Bloomberg's $150 million funding for the programme is another example of the big gift trend within philanthropy. In this instance, the media businessman and former NYC mayor is concentrating on the area of diversity in STEM subjects within higher education and post-graduate research.
Businessman and former New York City mayor Mike Bloomberg is teaming up with his alma mater, John Hopkins University, to widen opportunities for minority groups pursuing courses in science, technology, engineering and maths. A total of $150 million is being granted by Bloomberg Philanthropies, continuing a trend of big gifts in philanthropy.
The funding will be used to create “additional pathways for students from Historically Black Colleges and Universities (HBCUs) and Minority Serving Institutions (MSIs) to pursue and receive PhDs in STEM fields,” Bloomberg Philanthropies said in a statement yesterday.
“STEM fields play an increasingly important role in developing innovative solutions to a wide range of pressing challenges, yet STEM PhD programmes don’t reflect the broad diversity of our country. So creating more equitable opportunities for more students is critical to our country’s future in so many ways,” Michael R Bloomberg said in a statement. “By supporting JHU’s world-class STEM programme, and by partnering with historically Black and minority-serving schools that have a strong record of educating students who go on to get STEM PhDs, we will help increase diversity in industries that will pioneer advances we have not yet even imagined, and shape the lives of generations to come.”
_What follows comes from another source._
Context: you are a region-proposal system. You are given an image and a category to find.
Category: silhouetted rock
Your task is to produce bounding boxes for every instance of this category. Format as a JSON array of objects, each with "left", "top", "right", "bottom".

Bloomberg has already established a track record in academy-focused big gifts, as well as funding for other projects. For example, in 2018, Bloomberg gifted $1.8 billion to John Hopkins University from his private fortune. The amounts involved in modern philanthropy, even allowing for inflation compared with the era of the Rockefellers and Carnegies, are huge. (John D Rockefeller Snr was a notable benefactor to medical research.) A number of billionaires have signed the Giving Pledge, promising to transfer at least half of their vast wealth to philanthropic causes. The Giving Pledge was started in 2010 by Bill and Melinda Gates and Warren Buffett.
Explaining the new venture, Bloomberg Philanthropies said that studies show that STEM PhD programmes do not reflect the broad diversity of talent and perspectives that other fields of study have cultivated, nor have they effectively recruited scholars matriculating from diverse undergraduate institutions.
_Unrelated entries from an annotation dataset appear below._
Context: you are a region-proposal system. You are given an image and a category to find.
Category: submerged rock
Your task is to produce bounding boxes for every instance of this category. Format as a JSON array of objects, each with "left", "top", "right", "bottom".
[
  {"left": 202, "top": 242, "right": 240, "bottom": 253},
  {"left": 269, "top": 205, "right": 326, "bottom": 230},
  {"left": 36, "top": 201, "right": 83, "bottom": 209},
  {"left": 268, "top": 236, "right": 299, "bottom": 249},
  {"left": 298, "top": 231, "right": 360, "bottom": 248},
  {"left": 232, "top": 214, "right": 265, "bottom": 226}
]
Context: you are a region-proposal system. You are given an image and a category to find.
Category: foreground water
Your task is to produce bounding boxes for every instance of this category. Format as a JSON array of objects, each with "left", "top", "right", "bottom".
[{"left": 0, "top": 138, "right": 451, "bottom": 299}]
It cited National Science Foundation data showing that in 2019, there were more than 30 fields of science – including multiple disciplines in biology, chemistry, physics, maths, and engineering – in which fewer than five PhDs were awarded to Black or Latinx students in the US.
“While Black Americans comprise 13 per cent of the US population and Latinx people 18 per cent, in 2019 they received just three and seven per cent, respectively, of new engineering, maths, physical sciences and computer science PhDs, according to the NSF. The deficits in STEM diversity extend beyond Black and Latinx students; the percentage of science or engineering PhDs awarded to Native American, Native Hawaiian or Pacific Islander students has been stagnant at about a third of their share of the population for a decade,” BP said in its statement.
“Scientific discovery that continually advances human flourishing and creates a healthier, safer world must be fuelled by the expertise and insights of people of differing perspectives and ideas. Yet, decades of data and our own experience show the persistent truth that PhD programmes, particularly in the STEM fields, do not reflect the full spectrum of available talent,” Ronald J Daniels, president of Johns Hopkins University, said. “We cannot hope to produce the best science nor ensure that our faculties are truly representative until we increase the diversity of our PhD programmes. Through the Vivien Thomas Scholars Initiative, John Hopkins now has the opportunity and imperative to invest ambitiously, think ambitiously, and act ambitiously to begin correcting the longstanding inequity in PhD education.”
This news service has written about some of the issues that big gifts bring up, such as founders ensuring that their objectives are enforced.